On Sunday, experts with the United Nations Education, Scientific and Cultural Organization added the Bergpark Wilhelmshöhe to its World Heritage list. The beauty spot in Kassel, in the central state of Hesse, is the largest park built on a hillside in Europe. It took about 150 years to complete, with work beginning late in the 17th century.
Bergpark Wilhelmshöhe becomes the sixth UNESCO heritage site in Hesse and the 38th in Germany. Leading state officials were already in the state's second city of Kassel to mark the annual "Hessentag" (Hesse Day) festival on Sunday.
"This is the jewel in the crown of Hesse Day," state Premier Volker Bouffier said.
The Christian Democrat also said the title bestowed "honor and responsibility in equal measure" on the site. UNESCO World Heritage status is subject to conditions and can be revoked by the organization; the Dresden Elbe Valley, for example, was struck from the list in 2009 after the city built a modern bridge across the river.
UNESCO delegates in Phnom Penh, Cambodia, this weekend named several new additions to its World Heritage list.
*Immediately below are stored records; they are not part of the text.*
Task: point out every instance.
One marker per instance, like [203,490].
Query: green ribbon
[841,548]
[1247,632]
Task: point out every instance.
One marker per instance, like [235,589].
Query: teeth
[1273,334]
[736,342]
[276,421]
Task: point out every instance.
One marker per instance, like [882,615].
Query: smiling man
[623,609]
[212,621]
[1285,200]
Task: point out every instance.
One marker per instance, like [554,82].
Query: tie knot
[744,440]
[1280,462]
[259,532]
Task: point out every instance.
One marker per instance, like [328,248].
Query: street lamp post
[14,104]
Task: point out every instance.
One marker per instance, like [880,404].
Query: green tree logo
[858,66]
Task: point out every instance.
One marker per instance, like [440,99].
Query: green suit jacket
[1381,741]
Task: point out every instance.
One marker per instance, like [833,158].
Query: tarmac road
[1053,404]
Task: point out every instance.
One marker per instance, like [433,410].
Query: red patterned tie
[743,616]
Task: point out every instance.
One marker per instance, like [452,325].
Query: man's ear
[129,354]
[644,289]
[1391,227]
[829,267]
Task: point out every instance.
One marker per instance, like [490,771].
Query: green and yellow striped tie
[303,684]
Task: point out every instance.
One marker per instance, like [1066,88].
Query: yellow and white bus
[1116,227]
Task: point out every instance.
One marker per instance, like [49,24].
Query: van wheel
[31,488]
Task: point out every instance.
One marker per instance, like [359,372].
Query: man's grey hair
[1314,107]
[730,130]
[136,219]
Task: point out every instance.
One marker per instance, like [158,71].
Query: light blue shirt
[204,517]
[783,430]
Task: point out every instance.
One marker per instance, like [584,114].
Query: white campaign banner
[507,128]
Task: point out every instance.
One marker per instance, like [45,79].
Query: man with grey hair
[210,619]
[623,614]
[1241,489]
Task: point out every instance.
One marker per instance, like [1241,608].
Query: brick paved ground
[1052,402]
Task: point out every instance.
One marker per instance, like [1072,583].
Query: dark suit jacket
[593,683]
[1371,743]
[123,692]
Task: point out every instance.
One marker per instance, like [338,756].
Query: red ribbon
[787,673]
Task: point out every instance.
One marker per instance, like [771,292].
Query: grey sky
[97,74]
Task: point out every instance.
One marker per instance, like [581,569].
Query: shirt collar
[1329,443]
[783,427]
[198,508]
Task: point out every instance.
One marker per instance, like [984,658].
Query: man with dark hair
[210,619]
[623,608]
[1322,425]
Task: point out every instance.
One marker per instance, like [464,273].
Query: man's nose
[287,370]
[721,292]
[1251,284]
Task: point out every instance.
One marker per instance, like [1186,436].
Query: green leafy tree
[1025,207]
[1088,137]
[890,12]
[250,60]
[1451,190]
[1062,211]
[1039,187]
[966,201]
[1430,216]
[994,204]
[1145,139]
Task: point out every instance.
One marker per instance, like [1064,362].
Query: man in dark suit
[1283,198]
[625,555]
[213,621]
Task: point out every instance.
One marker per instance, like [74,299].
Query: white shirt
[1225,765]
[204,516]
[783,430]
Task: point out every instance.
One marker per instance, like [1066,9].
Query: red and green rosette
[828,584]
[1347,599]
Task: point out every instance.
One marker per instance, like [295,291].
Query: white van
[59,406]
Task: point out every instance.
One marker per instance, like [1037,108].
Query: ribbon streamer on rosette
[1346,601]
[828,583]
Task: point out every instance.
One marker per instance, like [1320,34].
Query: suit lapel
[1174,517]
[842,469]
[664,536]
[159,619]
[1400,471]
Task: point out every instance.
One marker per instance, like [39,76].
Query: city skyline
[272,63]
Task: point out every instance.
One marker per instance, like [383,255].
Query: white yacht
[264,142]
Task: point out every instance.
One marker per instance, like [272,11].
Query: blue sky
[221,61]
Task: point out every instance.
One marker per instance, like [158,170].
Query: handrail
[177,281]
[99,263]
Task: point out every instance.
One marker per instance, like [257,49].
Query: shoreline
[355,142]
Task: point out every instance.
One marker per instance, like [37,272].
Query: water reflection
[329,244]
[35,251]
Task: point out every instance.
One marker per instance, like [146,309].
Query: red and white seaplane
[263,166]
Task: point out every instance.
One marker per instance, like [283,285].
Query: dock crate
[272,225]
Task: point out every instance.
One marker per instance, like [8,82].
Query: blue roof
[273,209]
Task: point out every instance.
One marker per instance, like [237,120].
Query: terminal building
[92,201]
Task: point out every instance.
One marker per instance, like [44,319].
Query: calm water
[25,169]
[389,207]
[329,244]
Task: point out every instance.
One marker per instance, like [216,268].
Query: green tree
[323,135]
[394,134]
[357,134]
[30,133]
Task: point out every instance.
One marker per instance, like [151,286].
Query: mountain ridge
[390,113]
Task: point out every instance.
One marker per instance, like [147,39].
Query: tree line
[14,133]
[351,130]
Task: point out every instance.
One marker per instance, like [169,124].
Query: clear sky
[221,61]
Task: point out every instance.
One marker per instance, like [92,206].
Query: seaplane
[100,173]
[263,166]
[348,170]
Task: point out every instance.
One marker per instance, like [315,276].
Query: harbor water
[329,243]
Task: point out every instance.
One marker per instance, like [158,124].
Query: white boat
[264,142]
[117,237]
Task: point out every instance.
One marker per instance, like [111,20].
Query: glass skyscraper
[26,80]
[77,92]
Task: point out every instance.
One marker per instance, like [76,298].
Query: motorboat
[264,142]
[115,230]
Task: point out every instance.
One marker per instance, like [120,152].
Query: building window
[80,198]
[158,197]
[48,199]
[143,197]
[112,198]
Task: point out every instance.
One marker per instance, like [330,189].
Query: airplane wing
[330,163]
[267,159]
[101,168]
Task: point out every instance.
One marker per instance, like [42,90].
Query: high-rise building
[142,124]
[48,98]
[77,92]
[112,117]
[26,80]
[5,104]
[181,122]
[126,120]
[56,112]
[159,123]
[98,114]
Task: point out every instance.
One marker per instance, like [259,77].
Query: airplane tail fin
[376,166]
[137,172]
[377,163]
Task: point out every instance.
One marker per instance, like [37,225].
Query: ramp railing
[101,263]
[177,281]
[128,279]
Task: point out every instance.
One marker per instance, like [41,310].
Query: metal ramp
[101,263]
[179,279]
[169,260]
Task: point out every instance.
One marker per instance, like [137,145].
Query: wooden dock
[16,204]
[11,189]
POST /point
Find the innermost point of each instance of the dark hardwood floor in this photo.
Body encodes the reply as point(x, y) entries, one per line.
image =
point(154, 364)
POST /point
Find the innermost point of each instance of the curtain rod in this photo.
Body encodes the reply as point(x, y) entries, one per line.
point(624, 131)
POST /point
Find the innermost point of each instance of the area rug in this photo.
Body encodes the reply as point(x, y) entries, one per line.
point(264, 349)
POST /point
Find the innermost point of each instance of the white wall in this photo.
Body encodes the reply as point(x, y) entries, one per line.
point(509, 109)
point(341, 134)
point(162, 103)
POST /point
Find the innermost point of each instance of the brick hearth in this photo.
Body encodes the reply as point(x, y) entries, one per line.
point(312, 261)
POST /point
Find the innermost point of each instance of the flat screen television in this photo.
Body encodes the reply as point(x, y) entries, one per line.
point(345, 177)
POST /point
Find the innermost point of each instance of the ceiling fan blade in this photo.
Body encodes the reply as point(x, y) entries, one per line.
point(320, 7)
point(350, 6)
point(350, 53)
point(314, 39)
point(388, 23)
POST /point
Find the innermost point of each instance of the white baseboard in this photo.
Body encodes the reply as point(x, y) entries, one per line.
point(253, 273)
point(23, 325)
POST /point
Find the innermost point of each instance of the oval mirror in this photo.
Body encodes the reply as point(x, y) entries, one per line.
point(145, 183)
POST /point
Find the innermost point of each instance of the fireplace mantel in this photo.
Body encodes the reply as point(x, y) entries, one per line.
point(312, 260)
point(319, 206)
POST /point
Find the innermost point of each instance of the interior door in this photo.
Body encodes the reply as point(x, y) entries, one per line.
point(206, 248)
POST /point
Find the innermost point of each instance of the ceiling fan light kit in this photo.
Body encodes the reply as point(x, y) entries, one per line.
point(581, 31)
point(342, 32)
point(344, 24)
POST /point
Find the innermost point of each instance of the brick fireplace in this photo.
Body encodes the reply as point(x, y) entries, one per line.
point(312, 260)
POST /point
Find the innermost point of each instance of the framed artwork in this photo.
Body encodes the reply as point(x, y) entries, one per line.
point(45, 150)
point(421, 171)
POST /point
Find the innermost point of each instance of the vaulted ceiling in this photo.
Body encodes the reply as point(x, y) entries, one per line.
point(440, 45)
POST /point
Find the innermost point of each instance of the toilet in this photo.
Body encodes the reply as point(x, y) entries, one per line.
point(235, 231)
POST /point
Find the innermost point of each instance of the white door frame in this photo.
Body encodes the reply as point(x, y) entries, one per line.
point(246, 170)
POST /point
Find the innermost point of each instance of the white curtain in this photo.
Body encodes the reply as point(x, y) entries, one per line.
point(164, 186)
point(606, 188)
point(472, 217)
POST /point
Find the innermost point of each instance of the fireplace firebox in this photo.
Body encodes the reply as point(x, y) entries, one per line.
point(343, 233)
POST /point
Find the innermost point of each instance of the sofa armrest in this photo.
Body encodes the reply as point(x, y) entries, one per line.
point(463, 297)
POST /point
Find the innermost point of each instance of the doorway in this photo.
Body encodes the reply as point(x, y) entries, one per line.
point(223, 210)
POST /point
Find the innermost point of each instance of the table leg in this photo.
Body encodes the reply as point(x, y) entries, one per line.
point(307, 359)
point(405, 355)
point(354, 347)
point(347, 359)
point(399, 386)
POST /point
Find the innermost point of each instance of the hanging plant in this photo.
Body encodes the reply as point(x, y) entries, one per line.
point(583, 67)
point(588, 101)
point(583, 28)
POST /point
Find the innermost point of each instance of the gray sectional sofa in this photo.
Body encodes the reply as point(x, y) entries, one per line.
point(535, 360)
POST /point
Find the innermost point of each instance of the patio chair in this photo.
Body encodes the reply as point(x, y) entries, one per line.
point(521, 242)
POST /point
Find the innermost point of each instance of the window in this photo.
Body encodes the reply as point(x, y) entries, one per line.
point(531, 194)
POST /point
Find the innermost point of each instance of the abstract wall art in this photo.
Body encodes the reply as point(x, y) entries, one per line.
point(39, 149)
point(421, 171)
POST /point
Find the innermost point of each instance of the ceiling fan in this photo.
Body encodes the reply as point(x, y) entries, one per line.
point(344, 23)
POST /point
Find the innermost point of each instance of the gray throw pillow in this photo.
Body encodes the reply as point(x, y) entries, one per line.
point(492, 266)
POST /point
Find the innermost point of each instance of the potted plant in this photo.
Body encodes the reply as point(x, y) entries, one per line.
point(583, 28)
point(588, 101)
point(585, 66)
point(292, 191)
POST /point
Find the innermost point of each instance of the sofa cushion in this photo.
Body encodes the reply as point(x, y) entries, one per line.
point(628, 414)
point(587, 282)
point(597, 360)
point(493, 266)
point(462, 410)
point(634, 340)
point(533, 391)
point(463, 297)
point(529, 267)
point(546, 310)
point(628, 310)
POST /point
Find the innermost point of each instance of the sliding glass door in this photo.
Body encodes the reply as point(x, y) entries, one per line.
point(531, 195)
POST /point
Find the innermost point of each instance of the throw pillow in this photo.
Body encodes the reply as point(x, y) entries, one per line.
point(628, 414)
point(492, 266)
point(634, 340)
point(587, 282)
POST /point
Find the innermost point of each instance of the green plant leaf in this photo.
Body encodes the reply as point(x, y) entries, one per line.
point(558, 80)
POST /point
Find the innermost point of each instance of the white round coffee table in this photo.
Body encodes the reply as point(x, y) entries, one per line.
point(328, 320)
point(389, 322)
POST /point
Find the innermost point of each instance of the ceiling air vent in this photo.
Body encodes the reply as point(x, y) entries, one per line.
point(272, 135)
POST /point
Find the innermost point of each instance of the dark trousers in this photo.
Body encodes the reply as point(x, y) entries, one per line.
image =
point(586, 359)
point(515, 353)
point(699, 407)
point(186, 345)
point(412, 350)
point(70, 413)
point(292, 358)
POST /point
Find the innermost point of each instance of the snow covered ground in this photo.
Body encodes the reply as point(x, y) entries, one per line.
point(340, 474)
Many of the entries prompted lengthy discussions, but German news agency DPA reported that the Wilhelmshöhe discussion and vote lasted just eight minutes.
"With this, Kassel will no longer just be known as the documenta-city, which pulls in the contemporary art scene every five years," Gerd Weiß, president of Hesse's authority for cultural heritage preservation, said, referring to the major exhibition held every five years in Kassel. "It will also become a meeting point for people who are interested in landscape and gardening architecture."
Kassel had first expressed an interest in applying for the status for Bergpark Wilhelmshöhe in the 1980s. At next year's UNESCO meeting, which is to take place in Qatar, Germany is likely to seek a place on the World Heritage list for the Imperial Abbey of Corvey - a Benedictine monastery founded in the ninth century in Höxter, North Rhine-Westphalia.